Costs & Access

Today’s Boston Globe has a lead article about the higher than expected costs for Massachusetts’ healthcare program implemented to create near universal insurance coverage. The costs of this program have been greater than expected due primarily to more people joining the subsidized health insurance program. (This greater than expected number has been attributed to underestimates of the actual number of uninsured in Massachusetts prior to the start of the Commonwealth Care program.)

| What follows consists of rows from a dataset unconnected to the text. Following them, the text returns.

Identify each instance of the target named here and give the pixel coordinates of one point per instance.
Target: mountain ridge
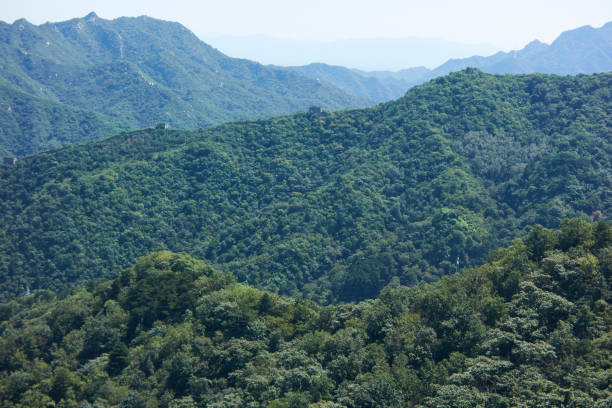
(324, 204)
(140, 71)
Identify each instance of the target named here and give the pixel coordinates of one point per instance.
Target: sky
(505, 24)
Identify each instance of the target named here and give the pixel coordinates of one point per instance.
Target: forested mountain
(329, 206)
(585, 50)
(353, 82)
(31, 123)
(378, 86)
(530, 328)
(135, 72)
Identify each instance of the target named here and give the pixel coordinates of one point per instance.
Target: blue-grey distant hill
(76, 80)
(585, 50)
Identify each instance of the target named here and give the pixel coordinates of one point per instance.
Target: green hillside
(530, 328)
(327, 206)
(30, 123)
(141, 71)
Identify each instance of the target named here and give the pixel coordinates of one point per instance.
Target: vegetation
(328, 206)
(531, 327)
(31, 123)
(131, 73)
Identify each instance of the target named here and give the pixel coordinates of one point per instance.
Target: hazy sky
(506, 24)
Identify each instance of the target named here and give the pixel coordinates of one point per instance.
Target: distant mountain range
(361, 53)
(325, 205)
(87, 78)
(585, 50)
(81, 79)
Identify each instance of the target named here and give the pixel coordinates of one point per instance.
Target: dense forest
(88, 74)
(329, 206)
(532, 327)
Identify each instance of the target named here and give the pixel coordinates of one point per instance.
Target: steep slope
(353, 82)
(532, 327)
(329, 206)
(585, 50)
(140, 71)
(29, 123)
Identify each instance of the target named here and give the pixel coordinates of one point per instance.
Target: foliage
(329, 206)
(469, 340)
(83, 79)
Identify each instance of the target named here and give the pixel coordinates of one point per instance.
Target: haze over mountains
(330, 206)
(152, 268)
(80, 79)
(87, 78)
(585, 50)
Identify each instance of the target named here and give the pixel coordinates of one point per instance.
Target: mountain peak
(535, 45)
(91, 16)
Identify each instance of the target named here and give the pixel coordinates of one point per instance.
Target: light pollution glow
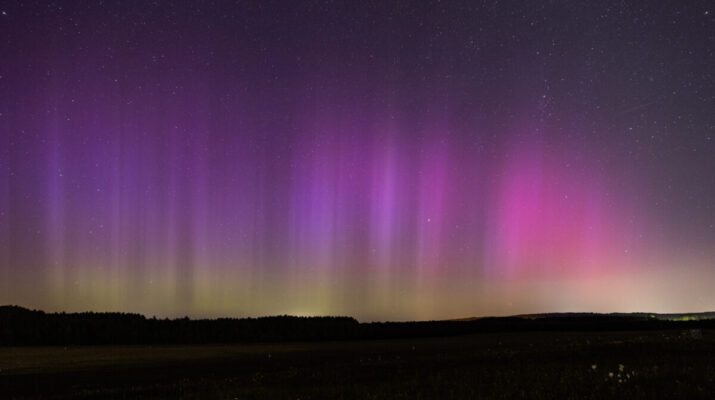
(217, 189)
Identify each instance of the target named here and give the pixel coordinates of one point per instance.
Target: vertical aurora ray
(245, 162)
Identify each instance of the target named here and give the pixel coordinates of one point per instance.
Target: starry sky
(388, 160)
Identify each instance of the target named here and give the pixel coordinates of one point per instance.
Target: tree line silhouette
(20, 326)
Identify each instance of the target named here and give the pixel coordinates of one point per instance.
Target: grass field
(539, 365)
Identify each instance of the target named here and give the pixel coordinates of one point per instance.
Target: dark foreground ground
(675, 364)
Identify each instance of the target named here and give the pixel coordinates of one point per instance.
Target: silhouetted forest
(20, 326)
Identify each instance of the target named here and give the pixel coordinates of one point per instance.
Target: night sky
(388, 160)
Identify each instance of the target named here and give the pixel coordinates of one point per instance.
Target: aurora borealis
(384, 160)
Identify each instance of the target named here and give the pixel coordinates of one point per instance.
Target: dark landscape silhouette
(21, 326)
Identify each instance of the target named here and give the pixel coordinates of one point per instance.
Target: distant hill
(701, 316)
(20, 326)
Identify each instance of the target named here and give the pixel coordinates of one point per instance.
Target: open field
(538, 365)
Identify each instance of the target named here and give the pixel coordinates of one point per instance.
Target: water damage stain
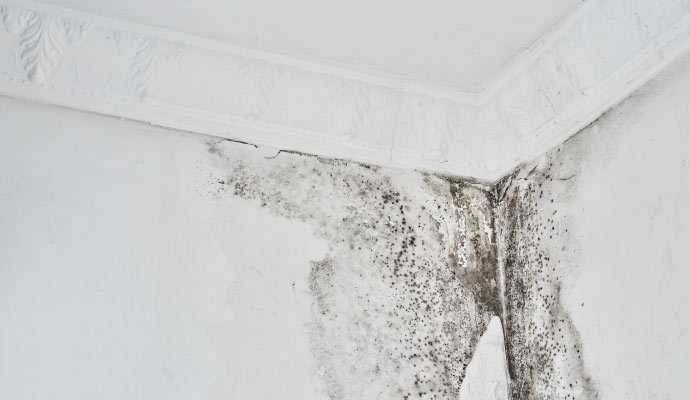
(410, 282)
(536, 253)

The higher costs are certainly a problem for the state’s budget – although almost 50% of these costs may be paid for by the Federal government under the state’s Medicaid waiver. However, concerns about these cost overruns are in contrast to the Medicare Part D prescription drug benefit, which has been costing less than originally expected…… In part because fewer than the expected number of people have enrolled in Part D plans. Despite this, Medicare Part D has come under attack for it’s high costs – among other reasons.

The compare & contrast lesson here is that costs and access are like twin suns circling each other. One or the other can be dominant, but the two effect each other. Policy makers and pundits can praise or pummel each of these plans for their high costs or failure to cover more people, but the reality is more access will – at least initially – require additional spending. While cost containment can certainly be part of any acess expansion plan, it often requires reduced benefits or cutting reimbursements (or their growth rate) for specific clinicians, services or products, but these actions often have negative consequences down the road. Paraphrasing what the head of a national healthcare foundation stated a few months ago: “Lousy insurance can be provided inexpensively.” (And the inverse is true too – Inexpensive insurance can be lousy.)

What do you think?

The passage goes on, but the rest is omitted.